A large number of our customers are using NeuroShell 2 for various financial market predictions. Even if you are not planning to use NeuroShell 2 for this purpose, the following information is generally applicable to many types of numeric processing.
Of course, as with all networks, the key to success is choosing the correct predictive variables. Current prices, moving averages, lagged prices, price changes, and related indicators are good basic variables from which the network can start, but try to find indicators which precede a price change. (Refer to the Market Indicator Package for help in creating indicators.)
There is, however, one basic suggestion which may increase your chance of success: normalize some of your variables. Let's see how and why this normalization works.

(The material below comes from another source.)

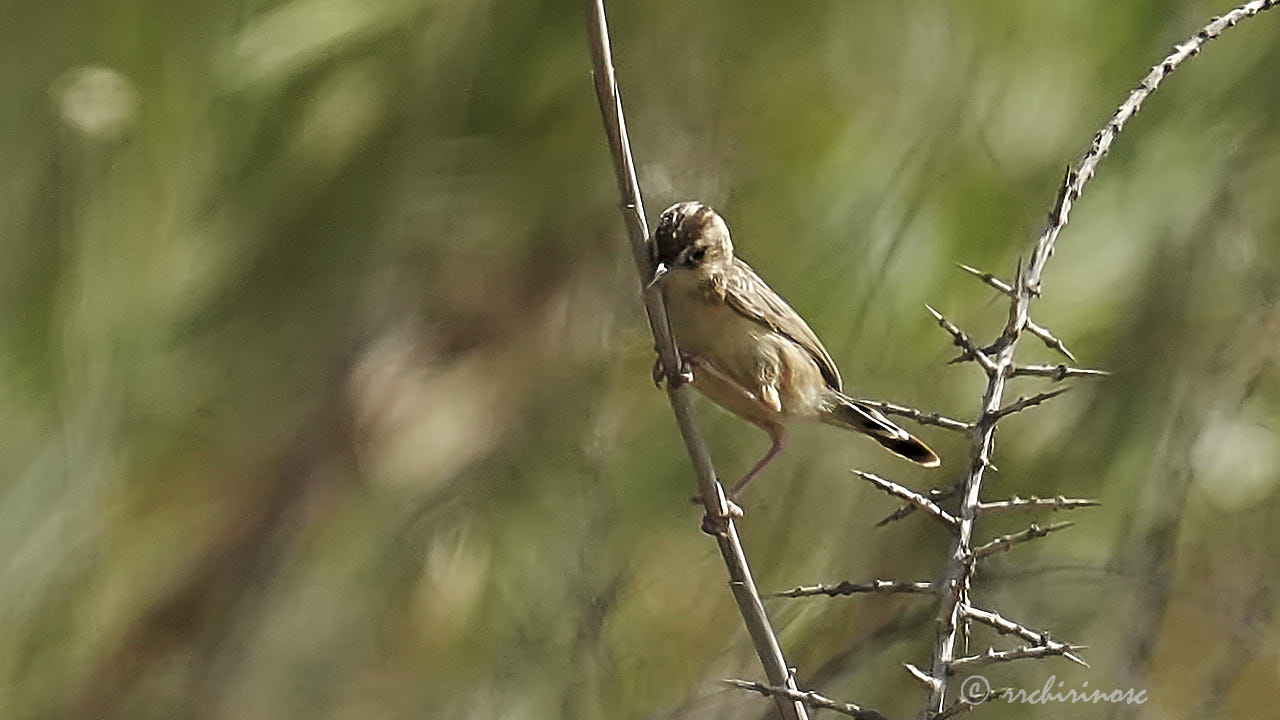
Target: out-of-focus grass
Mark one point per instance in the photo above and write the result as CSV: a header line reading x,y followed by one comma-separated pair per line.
x,y
325,384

Suppose you wanted to use a price indicator as a variable which has a graph over time that looks like the following graph:
As you can see, a distinct pattern is evident even to our own neural networks, but this could look like three different patterns to a neural network because they occurred at different price levels! Ideally, we'd like to present the data to the network as in the following graph:
The way to do this is to normalize the data. There are many ways this can be done, among them:
1. Use price relative to some baseline, such as the last 100 days' moving average.
2. Use price relative to some index which could flatten the graph.

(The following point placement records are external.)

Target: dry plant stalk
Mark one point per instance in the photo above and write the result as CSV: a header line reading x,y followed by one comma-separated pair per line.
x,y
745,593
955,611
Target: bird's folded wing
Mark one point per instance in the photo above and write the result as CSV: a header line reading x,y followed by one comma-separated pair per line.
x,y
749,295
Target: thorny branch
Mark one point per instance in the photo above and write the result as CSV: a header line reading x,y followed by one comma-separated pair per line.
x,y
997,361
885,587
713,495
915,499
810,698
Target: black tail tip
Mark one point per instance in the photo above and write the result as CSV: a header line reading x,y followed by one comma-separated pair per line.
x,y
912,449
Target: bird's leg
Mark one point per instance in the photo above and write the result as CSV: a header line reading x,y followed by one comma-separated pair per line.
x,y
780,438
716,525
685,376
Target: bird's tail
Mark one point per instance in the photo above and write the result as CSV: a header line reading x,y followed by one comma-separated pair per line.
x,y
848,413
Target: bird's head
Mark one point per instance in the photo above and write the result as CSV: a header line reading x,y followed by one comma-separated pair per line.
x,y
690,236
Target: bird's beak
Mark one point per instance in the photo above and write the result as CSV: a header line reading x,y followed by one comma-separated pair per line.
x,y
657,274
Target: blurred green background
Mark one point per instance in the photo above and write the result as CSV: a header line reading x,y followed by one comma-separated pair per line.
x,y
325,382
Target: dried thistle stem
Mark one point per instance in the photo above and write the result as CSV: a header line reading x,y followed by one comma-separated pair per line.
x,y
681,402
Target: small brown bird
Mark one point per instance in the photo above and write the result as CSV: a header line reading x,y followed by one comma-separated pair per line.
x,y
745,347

3. Use change in price as well as price.
4. Use percentage change in price as well as price.
5. Use ratios of two variables to make 1 variable whenever possible.
Of course, you can avoid this normalization if you don't go so far back in time for sample patterns that the price levels were radically different.
Be Careful with Daily Prices
Price indicators tend to have a lot of noisy movement in them when viewed on a daily basis, so consider using a weekly or monthly price average instead of a daily price. Daily price movements are extremely hard to predict, and using averages filters the data for you. You might find it easier to predict next week's average price from last week's average price, or alternately, the change in average price expected by next week.
Adjusting Minimums and Maximums Correctly
Another situation to watch out for is using too broad a range between minimum and maximum. Suppose your variable's graph looks like the following:
There is a large spike at time x. If you use the entire range [a,d] for your [min,max], you don't get much precision in the range [b,c] where most of the activity falls. Is it really necessary to know how high the spike at x goes, or is sufficient to know that it hits at level c? You might be better off using [b, c] for [min,max] unless there are a great deal of spikes. Even then, consider adding another variable that is 0 when there is no spike, and gives the spike's value when there is one.
Users doing financial applications or other time series problems may find it helpful to create additional input variables derived from the raw input data they already have. These additional inputs are usually of the following types:
1. Lagged versions of the raw data. For example, if your raw data is today's price and you are trying to predict tomorrow's price, then it may be helpful to include yesterday's price, and the price the day before as well. You can do this even if you are using recurrent networks, but perhaps in that case less will be required.
2. Averages of previous raw data (i.e., rolling averages).
3. Changes (deltas) in the raw data. For example, you might want the difference in today's and yesterday's price. You can also lag or average this too.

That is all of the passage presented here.